I wrote my first book when I was seven. It was about a young witch, who lived in a tree with her grandmother - all of which I stole directly from the book I had been reading. This post isn't about plagiarism, but about the fact that for the first time in my life a book had done more than entertain, it had inspired me to act. When I finished that first book, after forty-five minutes or so, I was crushed. I had only written three chapters, and I knew I needed ten or twelve. To make things worse, only one of the chapters was longer than a single paragraph (this was before I had read any Faulkner and knew a paragraph could be a chapter.) I threw that first book away because it was clear to me that I would never be a writer.
But I never stopped reading, and I kept getting inspiration to tell my own stories. In college, I took every creative writing class that Ohio State offered, and learned about narrative and pacing and story arcs and improved, but when I left I still struggled with any form longer than ten thousand words. I stopped writing again, immersed in work and raising a family for a decade.

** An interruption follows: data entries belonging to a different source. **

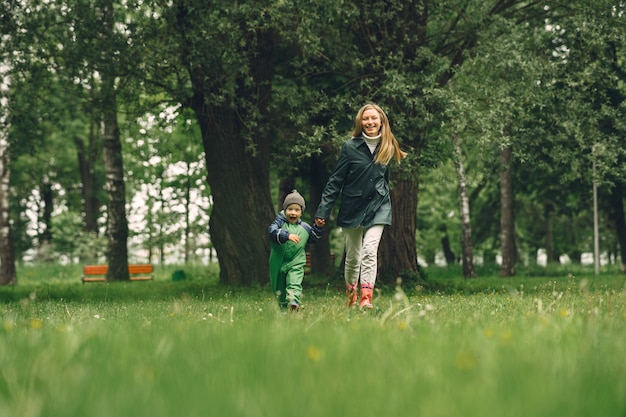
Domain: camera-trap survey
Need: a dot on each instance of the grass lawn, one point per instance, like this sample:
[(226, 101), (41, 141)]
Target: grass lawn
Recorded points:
[(528, 346)]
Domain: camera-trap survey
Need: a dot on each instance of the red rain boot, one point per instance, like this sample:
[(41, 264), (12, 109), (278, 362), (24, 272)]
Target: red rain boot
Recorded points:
[(366, 296), (351, 295)]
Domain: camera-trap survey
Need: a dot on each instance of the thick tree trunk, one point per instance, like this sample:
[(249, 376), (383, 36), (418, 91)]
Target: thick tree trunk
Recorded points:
[(113, 163), (549, 242), (448, 253), (321, 261), (466, 227), (118, 225), (86, 165), (242, 206), (47, 200), (507, 233), (236, 147), (398, 251), (7, 253), (619, 220)]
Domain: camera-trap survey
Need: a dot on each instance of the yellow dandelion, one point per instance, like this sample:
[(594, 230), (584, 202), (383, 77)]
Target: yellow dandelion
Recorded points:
[(36, 324), (314, 353), (465, 360), (8, 325), (506, 336)]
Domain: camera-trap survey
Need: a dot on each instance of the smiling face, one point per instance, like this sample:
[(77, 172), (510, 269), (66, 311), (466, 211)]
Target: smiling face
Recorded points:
[(371, 122), (293, 212)]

But I never stopped reading, and I never stopped getting inspiration to tell my own stories. It wasn't until I returned to grad school, at the age of thirty-four, to write the Master's thesis I had never started, that I had a breakthrough. Having been out of grad school for a decade, I first had to petition to return. That part was easy, but by then the English department at Ohio State had stopped allowing students to write a Master's thesis, instead forcing all candidates to take the comprehensive examination. I pled my case (I'd fulfilled all curricular requirements for graduation except the thesis, and I'd be forced to start over if I had to sit for the comprehensive exam) and was given permission. By investing a year in a long form manuscript that was as far from fiction (I hope!) as I could get, I learned about form, about pacing, about structure. I learned how to let a narrative unfold, and how to follow where it went rather than forcing it to go where I wanted. Not only did I breakthrough the inhibitions that were keeping me from getting to a novel, I also have the joy of creating the last Master's thesis published by the English department at The Ohio State University!
That didn't turn me into a writer, however. More than twenty years of getting up at 4am every day and writing is what turned me into a writer. Years of feedback from qualified readers turned me into a writer. Getting beyond my ego and the belief that I knew what I was doing turned me into a writer. And accepting that I needed the help of a world of other people turned me into a published writer.